赤信号を見たら止まる。黄色を見たら少し注意する。緑を見ると、進んでいいと感じる。

私たちは毎日、こうやって色を見て過ごしています。ただそのたびに「これは赤だから止まらなければ」と考えているわけではなくて、色を見た瞬間に注意が向いて、意味を読み取って、行動が変わっている。よく考えるとちょっと不思議なことです。
色は危険を知らせたり、注意を促したり、空間の印象をつくったり、商品を選びやすくしたりと、いろんな場面で使われています。人がどんな人なのかを読むためだけのものじゃなくて、人と環境のあいだでも色はいろんな働きをしているんですよね。今日はこの「環境の中で色がどう働くのか」という話を書いてみたいと思います。
工場では、色が「注意」を伝えている
色が人の行動に関わっているのがわかりやすいのが、工場のような作業環境です。危険な場所や注意が必要な場所、安全な場所を、色で視覚的に区別しておくことがあります。
「ここは危険です」と文字で書いてあると、読んで理解する手間がかかりますが、決められた色で示しておけば、パッと見て情報が伝わります。これは「赤い人は危険」という話ではなくて、「赤という色を、危険や停止の情報を伝えるために環境側に配置している」という使い方です。
色そのものが人の性格を決めているわけじゃなくて、色と人との関係の中で認知や行動が生まれている。工場の色使いは、そのことをわかりやすく教えてくれます。
街の中でも、色は環境をつくっている
街の照明にも色は使われています。代表的なのが青色の防犯灯で、海外でも日本でも防犯対策として使われてきました。青色照明を導入した地域で犯罪件数が変化したことから「青には犯罪を抑える効果がある」という話が広まったこともあります。
ただ、ここは少し慎重に見た方がよさそうです。犯罪件数の変化には、照明の色だけじゃなく明るさや設置場所、地域の環境、人の目が増えることによる抑止効果など、いろんな要因が関わってくるからです。「青だから犯罪が減る」と単純には言えません。
それでも、照明の色を変えることで、人がその場所をどう感じて、どこに注意を向けて、どう行動するかが変わる可能性はある。色は環境をつくる要素として、確かに使われています。
色によって、時間の感じ方まで変わる?
もうひとつ面白いのが、色と時間の感じ方の関係です。時計を見ていなくても「まだ10分しか経ってないの?」と感じることもあれば「もう1時間経ったの?」と感じることもありますよね。時間の感じ方には心理状態や周囲の環境などいろんな要素が関わっていて、暖色・寒色と時間知覚の関係を調べた研究もあります。

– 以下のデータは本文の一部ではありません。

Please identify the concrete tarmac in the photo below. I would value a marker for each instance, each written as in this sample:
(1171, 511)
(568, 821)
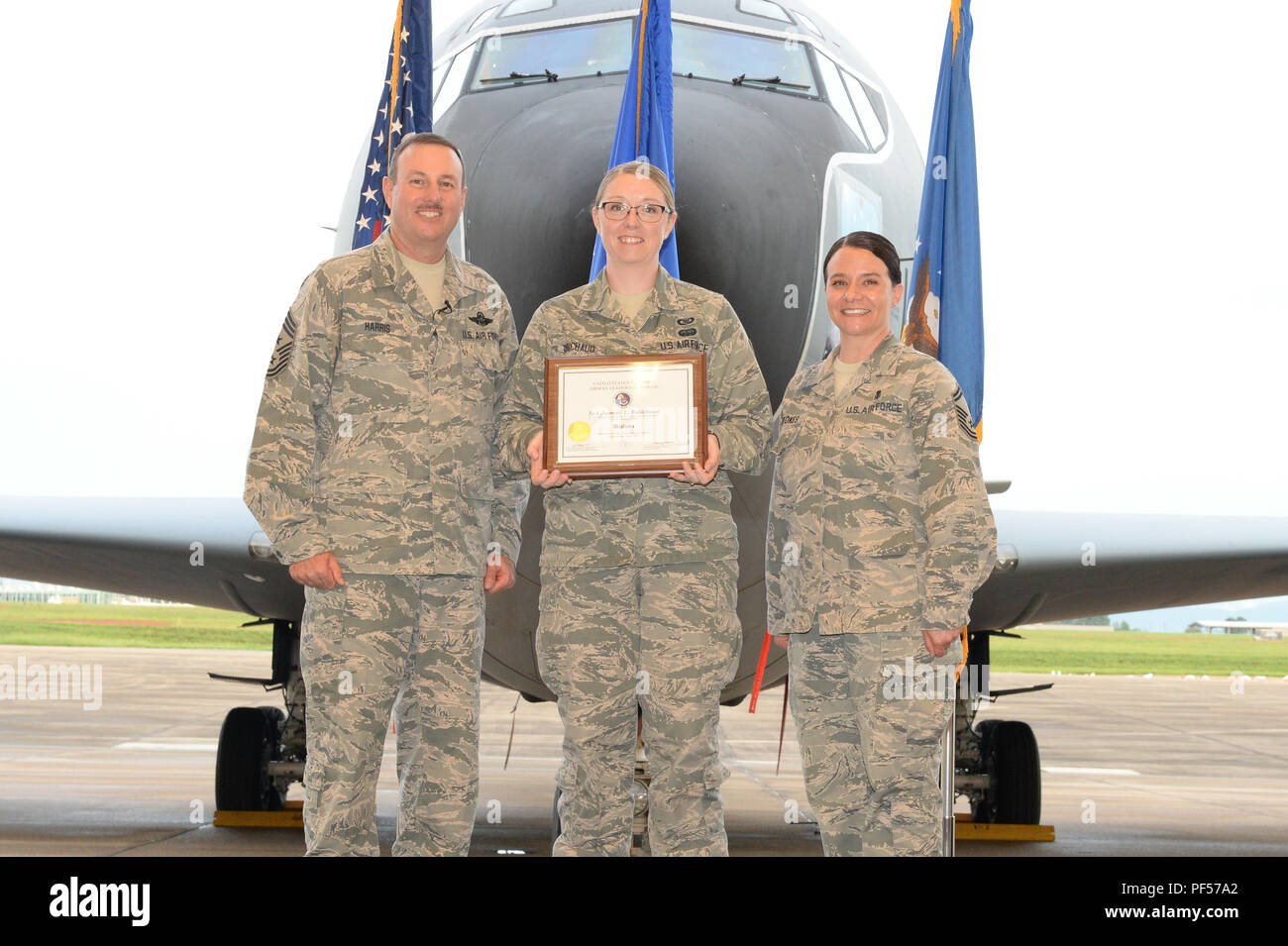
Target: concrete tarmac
(1131, 766)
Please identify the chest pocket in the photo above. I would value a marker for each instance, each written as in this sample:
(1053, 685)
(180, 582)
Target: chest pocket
(880, 446)
(468, 373)
(374, 370)
(798, 448)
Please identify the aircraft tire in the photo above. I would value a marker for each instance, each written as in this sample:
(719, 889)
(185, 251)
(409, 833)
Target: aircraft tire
(248, 742)
(1012, 753)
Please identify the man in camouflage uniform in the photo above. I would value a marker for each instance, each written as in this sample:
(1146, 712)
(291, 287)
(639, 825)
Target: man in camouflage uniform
(880, 533)
(374, 472)
(639, 576)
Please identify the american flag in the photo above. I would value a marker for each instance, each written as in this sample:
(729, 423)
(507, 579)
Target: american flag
(406, 107)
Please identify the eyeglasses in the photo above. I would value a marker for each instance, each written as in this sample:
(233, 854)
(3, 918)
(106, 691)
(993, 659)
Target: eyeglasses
(647, 213)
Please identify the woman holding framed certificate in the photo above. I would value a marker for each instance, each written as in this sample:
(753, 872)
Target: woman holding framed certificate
(639, 568)
(880, 533)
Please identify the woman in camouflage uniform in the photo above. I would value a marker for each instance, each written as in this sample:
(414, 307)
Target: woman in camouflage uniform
(880, 533)
(639, 576)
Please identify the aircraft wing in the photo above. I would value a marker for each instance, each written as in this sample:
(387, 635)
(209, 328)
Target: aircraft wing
(196, 551)
(1061, 566)
(1054, 566)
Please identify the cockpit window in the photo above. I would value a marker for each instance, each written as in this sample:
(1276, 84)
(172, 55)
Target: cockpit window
(592, 50)
(483, 16)
(702, 52)
(450, 86)
(764, 8)
(859, 94)
(568, 53)
(515, 7)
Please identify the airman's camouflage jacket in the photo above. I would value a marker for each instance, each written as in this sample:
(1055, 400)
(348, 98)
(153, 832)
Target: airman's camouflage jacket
(376, 433)
(879, 519)
(642, 521)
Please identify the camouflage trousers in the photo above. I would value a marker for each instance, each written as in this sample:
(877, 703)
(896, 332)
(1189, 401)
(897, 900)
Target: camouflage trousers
(408, 644)
(870, 729)
(662, 640)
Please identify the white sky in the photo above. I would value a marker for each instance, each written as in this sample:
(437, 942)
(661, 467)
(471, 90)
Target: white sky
(171, 166)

ただこれも「赤なら時間を長く感じる」というほど単純ではなくて、研究によって結果が違ったり、色の明るさや実験環境によっても変わってきます。覚えておきたいのは、色によって人の感じ方や認知のあり方が変わる可能性があるということ自体で、法則として暗記することじゃないんですよね。
色は「人」だけでなく「環境」にも働いている
色というと、赤は情熱的、青は冷静、黄色は明るい、というふうに人の性格と結びつけて考えたくなります。でも実際に色が使われている場面を見てみると、工場では注意を向けるために、街では空間の印象や安全性のために、店舗では商品の見え方や雰囲気のために、色は使われている。人の性格を判断するためというより、人と環境の関係をつくるために使われている場面の方が、実はずっと多いんです。
私自身、パーソナリティーカラー理論で色を人理解の材料として使っていますが、その前提には、色がこうやって環境の中でも独立した働きを持っているという前提があります。人を読むための色の話をする前に、まず色自体がどういうものかを知っておくと、色の性質と人の状態を重ねて考えるときの解像度が上がる気がしています。
※この文章について
ここで紹介した色彩と行動・認知の関係は、研究で示されている傾向や環境色彩の考え方をもとにしていますが、「この色なら必ずこの心理状態になる」という単純な法則ではありません。色の感じ方や作用には、色相だけでなく明度・彩度・文脈・文化・個人の経験など、さまざまな要因が関係します。
また、私が実践しているパーソナリティーカラー理論は、こうした色彩に関する知見を参考にしながら、人の状態や特徴を理解するための仮説モデルとして構成した独自の実践理論です。